The researchers from University College London (UCL) and the National Institute of Health and Medical Research (INSERM) conducted an analysis of four large longitudinal cohort studies, using data from more than 27,000 men and 34,000 women aged 50 to 100.
Women are more likely than men to be limited in their ‘functional capacity’
They set out to examine sex differences in daily activity and mobility limitations, and found that women were more likely than men to be limited in their ‘functional capacity’ (both tasks and mobility) as they get older.
From the age of 75, women were more likely to have three or more mobility issues or limitations with complex daily tasks compared to men, who were more likely to have just one or two. By the age of 85, the prevalence of three or more mobility issues was 10% higher in women than in men.

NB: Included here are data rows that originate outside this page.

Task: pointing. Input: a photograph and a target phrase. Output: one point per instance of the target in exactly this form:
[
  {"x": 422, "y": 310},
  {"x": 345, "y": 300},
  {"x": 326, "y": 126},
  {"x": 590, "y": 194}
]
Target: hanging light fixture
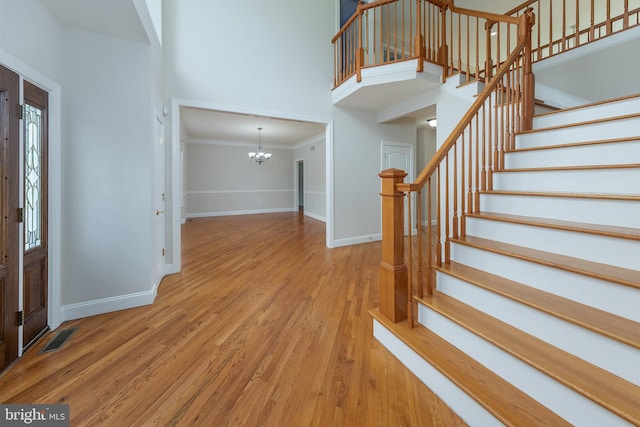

Mobility issues included going up a flight of stairs, lifting grocery shopping, and reaching or extending arms, while complex tasks included things like managing money, using the phone, taking medication and making meals.
Lead author, Mikaela Bloomberg (PhD Candidate, UCL Epidemiology and Public Health) said the findings are an “important observation” because “mobility limitations can precede other more severe limitations and targeting these gaps at middle age could be one way to reduce sex differences in limitations at older ages.”
The findings are important to policy makers looking to help reduce the inequality gap
The authors add that the historical differences between men and women in socioeconomic factors, such as education and entrance to the labour force, may in part explain these differences, as low education and unpaid labour disproportionately expose women to health risks that can lead to disability.
As Bloomberg explains: “It appears that gender inequalities in the ability to carry out daily tasks at older age are decreasing over time, and this could be explained by the fact that women have better access to education and are more likely to enter the paid labour force in recent generations.
“And although reductions in socioeconomic inequalities may be associated with smaller disparities in simple daily tasks, we did not see the same reductions in sex disparities for mobility after accounting for socioeconomic factors. This might be partly due to sex differences in body composition such as body mass and skeletal muscle index but more research is needed to identify other factors.”
The authors say the findings are important to policy makers looking to help reduce the inequality gap, highlighting the importance of gender equity in education and employment for health outcomes in old age but noted some limitations to the data including lack of clinical data on chronic conditions.